In fact, since both also perform well in bright northern light, they prevail over the Touch outdoors too. The only times I use the Nook Touch is when I must read in direct sunlight.

It occurred to me that the new "Glow" version might allow me to take only one reader wherever I might go or find myself. It certainly would be lighter and smaller than the Touch/Tablet combination I sometimes carry.

As soon as my local B&N had a sample, I took my Touch and made a comparison -- which was interesting and intriguing. First, the Glow, with its light off, had ever-so-slightly less contrast than my Touch; the background color was a little more tan in color; neither were completely white. Second, with the light on, the Glow was much clearer; the contrast was much better -- it was easier to read, hands-down easier to read. I had to have one.

I became the first on the waiting list -- brought it home yesterday, the 30th, and have been running it alongside the 'plain-old' Touch and the Tablet.
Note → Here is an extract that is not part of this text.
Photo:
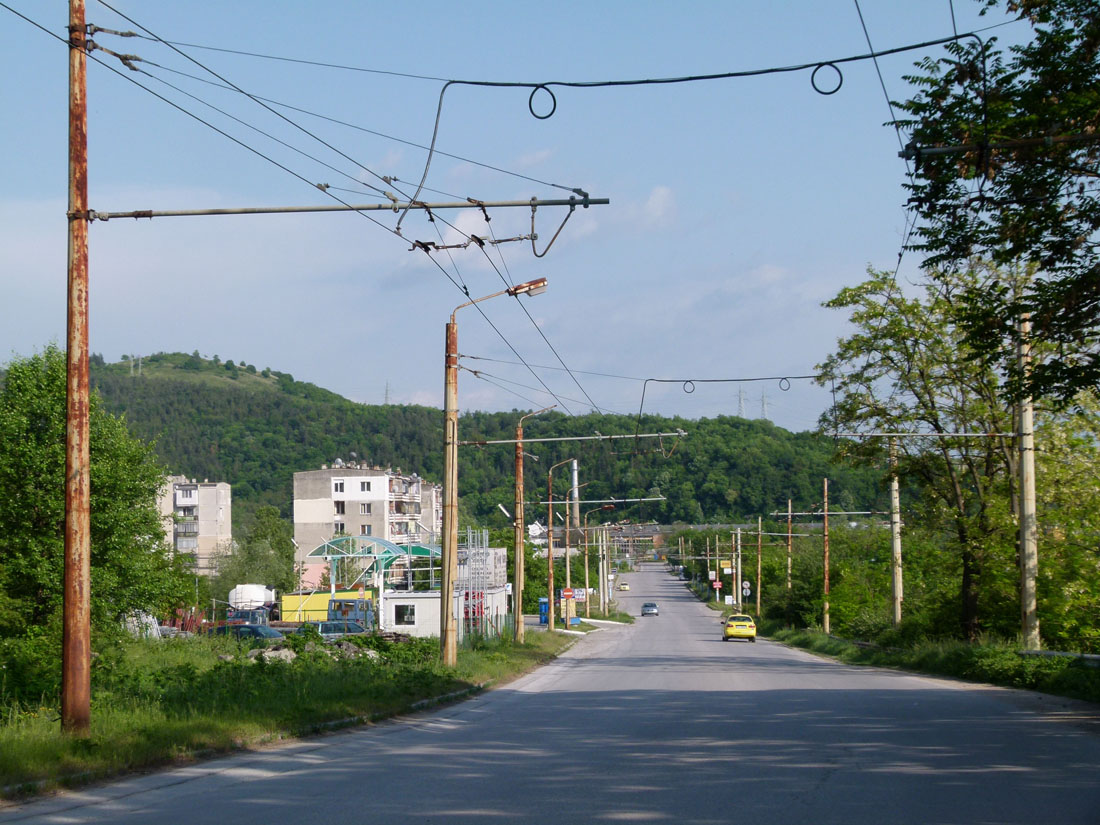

I have used my new Glow from full darkness to direct sunlight. With the light on (25-50%), it is completely superior to the Touch -- except in direct sunlight. Direct sun completely nullifies the the advantage of the lighting (at any percentage level) and the slight contrast edge goes back to the Touch. The difference isn't great but does favor the Touch.

If I were going to read exclusively in direct sun, I would stick with the cheaper, simpler and likely more reliable Touch. But who does that? Besides, in every other lighting environment, I found the Glow to be the better reader. It is not perfect though.

At low level lighting (below about 25%) and in the dark, the illumination is uneven: First, there is an understandable brighter band of light just below the LEDs at the top. It is a small difference and I soon got used to it. Just below this band is a darker one. Their proximity makes both more prominent to my eyes. There is also a faint darker area about the size of a quarter (but roughly shaped) on the right side of the screen and about half-way down. Finally, there is a vague, irregular but full width darker area near the bottom. The differences are very slight and I soon forget about them when reading. Although, I shall follow up on this with B&N and let Y'all know what I learn.

The screen of the Glow is sharp and clear in the dark or a dimly lit room (think: watching television). However, there is no way that it can equal the clarity and sharpness of my Tablet under those same conditions. It weighs much less though which can mean a lot when reading in bed. I am not saying that it isn't good in the dark, it is very good in the dark, but, the Color and Tablet are better.

My only complaint is that the display lighting is slightly uneven. I am going to ignore this small detail and keep my new Nook Touch Glow. I am already becoming fond of it and will likely make it my go anywhere reader.

Hope this helps -- Joe Minton
I read in two situations: outside, many times in broad daylight (on the beach, in a park) and in bed. I really hate artificial light on epaper, reflections dancing everywhere. I have a Nook Color (my first tablet) and it gave me problems reading in daylight no matter how much I pumped the illumination. I chose the smallest of evils with an eink reader with light.